Now, even though we are looking at six common habits that can (potentially) limit happiness, in this post, it’s important to mention a few other important factors regarding HAPPINESS.
Even though I want to give you a couple of practical things to consider that might be limiting happiness in your life, we need to be responsible and at least consider a couple of important things researchers have already discovered about HAPPINESS.
Firstly, in order to either increase happiness or deal with certain things, like habits, that limit happiness, we need to also have a clear definition of what HAPPINESS is.
What is it that we’re aiming for?
And why is this important?
Because the definition we decide to go with ultimately impacts our strategy to obtain it.
So, having a starting point that is slightly off, can cause us to completely miss the mark over time.
Let’s look at the following two competing definitions of HAPPINESS:
- Happiness is all about minimising pain and maximising pleasure.
- Happiness is satisfaction with life as a whole.
Which one do you relate to most?
The first one is a definition that is most often associated with hedonism, and one that is commonly implicitly accepted by most people.

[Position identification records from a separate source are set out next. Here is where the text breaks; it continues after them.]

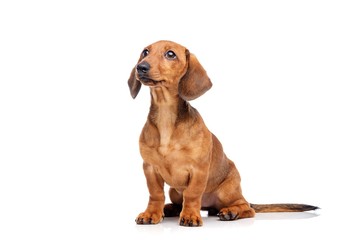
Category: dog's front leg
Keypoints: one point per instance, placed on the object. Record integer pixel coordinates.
(190, 214)
(154, 211)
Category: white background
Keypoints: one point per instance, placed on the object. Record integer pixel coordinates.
(285, 104)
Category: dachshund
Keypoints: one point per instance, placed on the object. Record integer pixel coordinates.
(178, 149)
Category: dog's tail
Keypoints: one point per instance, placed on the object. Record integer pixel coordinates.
(282, 207)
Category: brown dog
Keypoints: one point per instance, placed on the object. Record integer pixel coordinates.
(178, 149)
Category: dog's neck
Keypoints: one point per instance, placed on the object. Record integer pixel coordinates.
(166, 110)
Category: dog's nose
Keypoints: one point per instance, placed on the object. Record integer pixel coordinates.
(143, 67)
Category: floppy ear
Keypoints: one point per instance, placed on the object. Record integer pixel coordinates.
(134, 84)
(195, 82)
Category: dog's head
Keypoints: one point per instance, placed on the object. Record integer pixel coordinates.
(168, 64)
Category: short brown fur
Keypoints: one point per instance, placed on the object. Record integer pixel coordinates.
(179, 150)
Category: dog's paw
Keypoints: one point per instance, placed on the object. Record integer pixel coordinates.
(172, 210)
(236, 212)
(149, 218)
(190, 219)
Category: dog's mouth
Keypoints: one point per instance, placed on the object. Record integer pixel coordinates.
(150, 82)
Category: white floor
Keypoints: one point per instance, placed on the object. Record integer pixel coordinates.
(284, 103)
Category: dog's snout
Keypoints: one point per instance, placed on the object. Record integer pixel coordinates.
(143, 67)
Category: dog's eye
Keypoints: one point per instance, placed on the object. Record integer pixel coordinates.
(170, 55)
(145, 53)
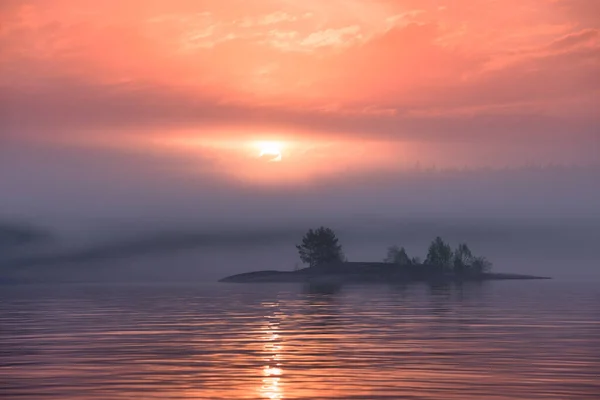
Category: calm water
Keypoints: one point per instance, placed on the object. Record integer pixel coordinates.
(498, 340)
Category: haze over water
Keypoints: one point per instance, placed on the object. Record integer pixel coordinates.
(494, 340)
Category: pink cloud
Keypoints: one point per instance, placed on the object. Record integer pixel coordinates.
(401, 68)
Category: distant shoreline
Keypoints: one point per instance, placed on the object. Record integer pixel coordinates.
(368, 273)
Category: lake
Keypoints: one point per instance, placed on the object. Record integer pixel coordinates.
(490, 340)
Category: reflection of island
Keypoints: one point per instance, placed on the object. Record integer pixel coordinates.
(320, 249)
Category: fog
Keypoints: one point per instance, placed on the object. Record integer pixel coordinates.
(120, 217)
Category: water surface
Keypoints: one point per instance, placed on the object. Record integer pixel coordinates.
(495, 340)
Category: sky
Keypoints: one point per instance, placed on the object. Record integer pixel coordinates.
(272, 115)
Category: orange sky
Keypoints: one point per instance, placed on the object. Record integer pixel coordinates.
(377, 84)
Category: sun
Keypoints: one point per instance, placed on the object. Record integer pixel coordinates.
(270, 152)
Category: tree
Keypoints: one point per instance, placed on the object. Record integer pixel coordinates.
(396, 255)
(481, 264)
(463, 258)
(320, 246)
(439, 254)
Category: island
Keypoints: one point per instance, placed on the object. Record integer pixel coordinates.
(320, 249)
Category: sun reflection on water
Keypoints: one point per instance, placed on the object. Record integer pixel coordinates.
(272, 370)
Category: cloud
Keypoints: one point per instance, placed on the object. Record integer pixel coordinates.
(430, 73)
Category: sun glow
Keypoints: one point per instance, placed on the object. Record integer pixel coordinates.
(270, 151)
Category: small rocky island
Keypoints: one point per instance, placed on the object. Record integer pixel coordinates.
(320, 249)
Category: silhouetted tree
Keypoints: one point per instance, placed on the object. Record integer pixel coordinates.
(481, 264)
(439, 254)
(463, 258)
(320, 246)
(396, 255)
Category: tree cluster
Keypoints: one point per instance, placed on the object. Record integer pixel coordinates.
(321, 246)
(440, 254)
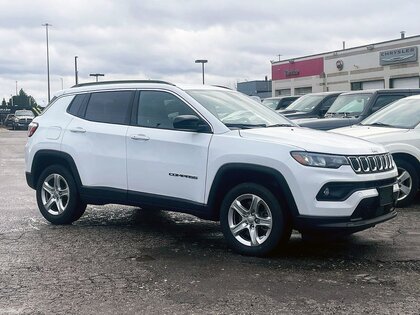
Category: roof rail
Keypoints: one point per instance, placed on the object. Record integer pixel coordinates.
(121, 82)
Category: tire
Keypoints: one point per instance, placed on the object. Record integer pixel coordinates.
(58, 197)
(254, 210)
(408, 181)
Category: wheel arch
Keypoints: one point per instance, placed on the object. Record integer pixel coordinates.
(230, 175)
(45, 158)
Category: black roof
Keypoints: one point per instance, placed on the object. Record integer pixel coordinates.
(120, 82)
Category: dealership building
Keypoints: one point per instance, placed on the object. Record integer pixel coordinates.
(390, 64)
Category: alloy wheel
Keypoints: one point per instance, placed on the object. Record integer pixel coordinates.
(250, 220)
(405, 183)
(55, 194)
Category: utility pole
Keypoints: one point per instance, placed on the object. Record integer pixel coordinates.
(202, 61)
(97, 75)
(48, 61)
(76, 72)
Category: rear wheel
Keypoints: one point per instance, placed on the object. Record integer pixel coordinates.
(253, 221)
(408, 182)
(57, 196)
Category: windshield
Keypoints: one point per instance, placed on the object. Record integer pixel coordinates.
(306, 103)
(400, 114)
(350, 104)
(24, 113)
(238, 111)
(271, 103)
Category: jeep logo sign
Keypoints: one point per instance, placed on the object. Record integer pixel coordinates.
(400, 55)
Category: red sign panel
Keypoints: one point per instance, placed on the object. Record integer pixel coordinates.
(298, 69)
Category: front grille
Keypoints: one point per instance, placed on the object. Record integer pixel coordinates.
(366, 164)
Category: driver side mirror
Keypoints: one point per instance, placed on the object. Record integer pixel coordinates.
(190, 123)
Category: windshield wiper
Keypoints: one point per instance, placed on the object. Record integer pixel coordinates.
(245, 126)
(280, 125)
(378, 124)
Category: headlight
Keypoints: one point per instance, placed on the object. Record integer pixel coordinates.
(319, 160)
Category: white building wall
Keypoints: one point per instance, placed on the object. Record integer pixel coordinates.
(361, 64)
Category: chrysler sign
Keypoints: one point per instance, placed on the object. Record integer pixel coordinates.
(400, 55)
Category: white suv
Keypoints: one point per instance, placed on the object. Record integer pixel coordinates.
(207, 151)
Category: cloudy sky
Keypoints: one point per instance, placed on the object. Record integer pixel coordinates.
(148, 39)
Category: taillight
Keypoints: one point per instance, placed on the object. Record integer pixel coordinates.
(32, 128)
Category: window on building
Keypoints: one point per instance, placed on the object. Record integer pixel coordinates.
(76, 105)
(285, 92)
(109, 107)
(356, 86)
(303, 90)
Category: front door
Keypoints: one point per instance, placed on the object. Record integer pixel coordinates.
(162, 160)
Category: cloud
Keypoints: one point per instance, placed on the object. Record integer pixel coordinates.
(160, 40)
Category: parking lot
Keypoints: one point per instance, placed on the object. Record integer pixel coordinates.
(119, 259)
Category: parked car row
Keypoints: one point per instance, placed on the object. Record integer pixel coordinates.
(19, 120)
(208, 151)
(397, 126)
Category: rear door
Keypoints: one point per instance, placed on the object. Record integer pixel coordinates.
(95, 138)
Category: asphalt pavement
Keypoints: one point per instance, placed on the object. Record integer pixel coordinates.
(124, 260)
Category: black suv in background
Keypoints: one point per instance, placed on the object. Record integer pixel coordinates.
(279, 102)
(352, 107)
(310, 105)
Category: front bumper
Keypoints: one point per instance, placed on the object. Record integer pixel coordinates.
(369, 212)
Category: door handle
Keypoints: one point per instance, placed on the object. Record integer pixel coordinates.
(140, 137)
(78, 130)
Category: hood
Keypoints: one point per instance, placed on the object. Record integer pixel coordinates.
(313, 140)
(327, 123)
(369, 132)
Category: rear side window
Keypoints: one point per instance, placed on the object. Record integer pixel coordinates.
(109, 107)
(76, 105)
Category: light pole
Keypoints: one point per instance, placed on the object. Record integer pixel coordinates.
(48, 61)
(202, 61)
(76, 72)
(97, 75)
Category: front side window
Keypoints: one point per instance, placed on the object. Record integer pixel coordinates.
(350, 104)
(24, 113)
(109, 107)
(383, 100)
(158, 109)
(306, 103)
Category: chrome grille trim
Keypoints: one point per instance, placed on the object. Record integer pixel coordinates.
(371, 164)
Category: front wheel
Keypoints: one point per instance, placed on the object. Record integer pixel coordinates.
(57, 196)
(253, 221)
(408, 182)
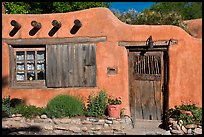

Or something to that extent.
However, the second definition is perhaps a better one as it provides room for the idea that we give meaning to things that we do – as the Stoic philosophers argued.
One definition can become quite overwhelming and even disappointing when you discover that minimising pain and maximising pleasure is quite difficult to achieve in the world that seems to be filled with more chaos than order.
Using this definition for HAPPINESS can ultimately become counter-productive and perhaps even create the opposite effect in your life, rather than increase positive feelings.
Conversely, however, when you have an implicit definition that HAPPINESS is about finding meaning in the simplicities, challenges, and necessities of daily life, you are potentially setting yourself up much better for experiencing more frequent and higher levels of HAPPINESS.
Simply because one is more tied to external, uncontrollable realities, whereas the other has to do with your own internal workings, focus, and the meaning you give things – all of which is within your own control.
Now, the fact that we ourselves play a huge role in determining our emotional state, can be good news for some but bad news for others.
It can be good news for some because if it’s true, then that means YOU are responsible for the limitations in your life and YOU can remove them whenever you choose to!
Conversely, however, it can be bad news for others because if it’s true that we are in control of our levels of happiness (for instance), that means that you can no longer give away your power or put the blame on something or someone else for how you feel.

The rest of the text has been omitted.